On Mon, Sep 13 2021 at 13:01, Sohil Mehta wrote:
Add a new system call to allow applications to block in the kernel and wait for user interrupts.
<The current implementation doesn't support waking up from other blocking system calls like sleep(), read(), epoll(), etc.
uintr_wait() is a placeholder syscall while we decide on that behaviour.>
Which behaviour? You cannot integrate this into [clock_]nanosleep() by any means or wakeup something which is blocked in read(somefd) via SENDUIPI.
What you can do is implement read() and poll() support for the uintrfd. Anything else is just not going to fly.
Adding support for read/poll is pretty much a straight forward variant of a correctly implemented wait()/wakeup() mechanism.
While poll()/read() support might be useful and poll() also provides a timeout, having an explicit (timed) wait mechanism might be interesting.
But that brings me to an interesting question. There are two cases:
1) The task installed a user space interrupt handler. Now it want's to play nice and yield the CPU while waiting.
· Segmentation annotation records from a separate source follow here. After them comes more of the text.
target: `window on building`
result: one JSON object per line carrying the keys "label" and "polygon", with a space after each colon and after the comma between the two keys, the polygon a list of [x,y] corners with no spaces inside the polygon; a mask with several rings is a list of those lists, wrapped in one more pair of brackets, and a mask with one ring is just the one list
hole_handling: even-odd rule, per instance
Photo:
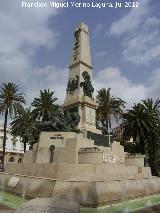
{"label": "window on building", "polygon": [[9,159],[9,162],[13,163],[13,162],[14,162],[14,157],[11,157],[11,158]]}

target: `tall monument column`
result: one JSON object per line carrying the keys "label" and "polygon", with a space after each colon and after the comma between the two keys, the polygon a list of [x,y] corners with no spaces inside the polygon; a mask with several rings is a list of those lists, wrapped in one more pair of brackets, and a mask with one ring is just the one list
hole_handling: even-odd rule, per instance
{"label": "tall monument column", "polygon": [[78,129],[99,132],[96,129],[96,108],[92,81],[92,64],[88,26],[80,23],[74,32],[69,79],[64,101],[64,110],[78,110]]}

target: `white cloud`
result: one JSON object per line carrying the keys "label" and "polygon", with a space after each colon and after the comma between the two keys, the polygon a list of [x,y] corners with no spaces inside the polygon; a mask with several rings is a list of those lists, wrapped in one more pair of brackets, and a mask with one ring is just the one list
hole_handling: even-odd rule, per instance
{"label": "white cloud", "polygon": [[160,69],[154,70],[148,80],[149,97],[160,98]]}
{"label": "white cloud", "polygon": [[[29,0],[28,2],[37,2]],[[0,7],[0,83],[17,83],[32,101],[40,89],[56,90],[60,101],[65,81],[63,71],[54,65],[39,68],[34,65],[34,56],[39,47],[54,48],[58,33],[48,26],[53,8],[21,8],[21,1],[2,0]],[[62,73],[63,72],[63,73]],[[62,87],[60,88],[60,86]],[[65,91],[63,89],[63,91]]]}
{"label": "white cloud", "polygon": [[160,18],[156,16],[151,0],[140,1],[120,20],[112,23],[110,35],[122,39],[123,60],[133,64],[148,64],[160,57]]}
{"label": "white cloud", "polygon": [[99,59],[99,58],[105,57],[106,55],[107,55],[107,52],[106,52],[106,51],[99,51],[99,52],[96,52],[96,53],[95,53],[94,57],[95,57],[96,59]]}
{"label": "white cloud", "polygon": [[144,17],[149,13],[149,2],[150,0],[141,0],[138,8],[133,7],[127,15],[113,22],[109,29],[109,34],[121,35],[137,30]]}

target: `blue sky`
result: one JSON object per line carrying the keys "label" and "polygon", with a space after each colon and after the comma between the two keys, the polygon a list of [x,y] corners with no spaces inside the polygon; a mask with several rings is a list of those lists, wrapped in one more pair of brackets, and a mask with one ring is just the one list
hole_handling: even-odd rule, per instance
{"label": "blue sky", "polygon": [[21,8],[19,0],[0,4],[0,83],[17,83],[28,103],[45,88],[54,90],[63,103],[73,31],[81,21],[89,27],[95,91],[111,87],[128,106],[160,97],[158,0],[118,9]]}

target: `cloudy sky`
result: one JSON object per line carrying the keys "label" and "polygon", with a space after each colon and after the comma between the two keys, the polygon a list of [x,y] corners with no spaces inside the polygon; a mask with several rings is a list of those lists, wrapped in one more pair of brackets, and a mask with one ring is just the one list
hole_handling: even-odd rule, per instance
{"label": "cloudy sky", "polygon": [[63,103],[73,30],[83,21],[90,31],[95,90],[111,87],[129,106],[160,97],[159,11],[159,0],[118,9],[22,8],[20,0],[1,0],[0,83],[18,84],[28,104],[45,88]]}

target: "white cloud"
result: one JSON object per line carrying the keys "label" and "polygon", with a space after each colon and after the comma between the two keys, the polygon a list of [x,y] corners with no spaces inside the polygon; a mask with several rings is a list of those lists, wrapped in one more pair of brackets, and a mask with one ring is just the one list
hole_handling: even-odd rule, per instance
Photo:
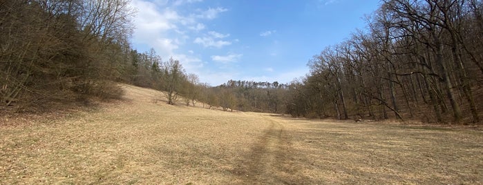
{"label": "white cloud", "polygon": [[[216,38],[216,37],[215,37]],[[231,44],[231,41],[222,41],[222,40],[215,40],[215,38],[210,36],[205,36],[202,37],[196,37],[193,43],[201,44],[203,47],[214,47],[220,48],[225,46],[229,46]]]}
{"label": "white cloud", "polygon": [[189,26],[189,27],[188,27],[188,28],[189,28],[190,30],[195,30],[195,31],[197,31],[197,32],[198,32],[198,31],[200,31],[200,30],[204,30],[205,28],[205,25],[202,24],[202,23],[196,23],[196,26]]}
{"label": "white cloud", "polygon": [[216,8],[209,8],[208,10],[202,11],[200,14],[198,14],[196,17],[198,18],[206,19],[213,19],[218,17],[218,14],[228,11],[228,9],[217,7]]}
{"label": "white cloud", "polygon": [[[158,0],[159,1],[159,0]],[[202,0],[176,0],[173,2],[173,6],[182,6],[187,3],[193,3],[196,2],[201,2]]]}
{"label": "white cloud", "polygon": [[274,33],[275,33],[275,32],[276,32],[276,30],[268,30],[268,31],[265,31],[265,32],[261,32],[261,33],[260,33],[260,36],[262,36],[262,37],[267,37],[267,36],[269,36],[269,35],[272,35],[272,34],[274,34]]}
{"label": "white cloud", "polygon": [[214,32],[214,31],[209,32],[208,34],[209,34],[210,35],[213,36],[213,37],[218,38],[218,39],[222,39],[222,38],[225,38],[225,37],[229,37],[229,36],[230,36],[229,34],[222,35],[222,34],[221,34],[221,33],[219,33],[219,32]]}
{"label": "white cloud", "polygon": [[229,62],[237,61],[243,55],[241,54],[230,54],[225,56],[213,55],[211,59],[214,61],[227,64]]}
So it needs to reinstall the UINV vector on return to user and update UIRR, but that'd be covered by the existing mechanism. Fine.
2) Task has no user space interrupt handler installed and just want's to use that wait mechanism.
What is consuming the pending bit(s)?
If that's not a valid use case, then the wait has to check for that and reject the syscall with EINVAL.
If it is valid, then how are the pending bits consumed and relayed to user space?
The same questions arise when you think about implementing poll/read support simply because the regular poll/read semantics are:
poll waits for the event and read consumes the event
which would be similar to #2 above, but with an installed user space interrupt handler the return from the poll system call would consume the event immediately (assumed that UIF is set).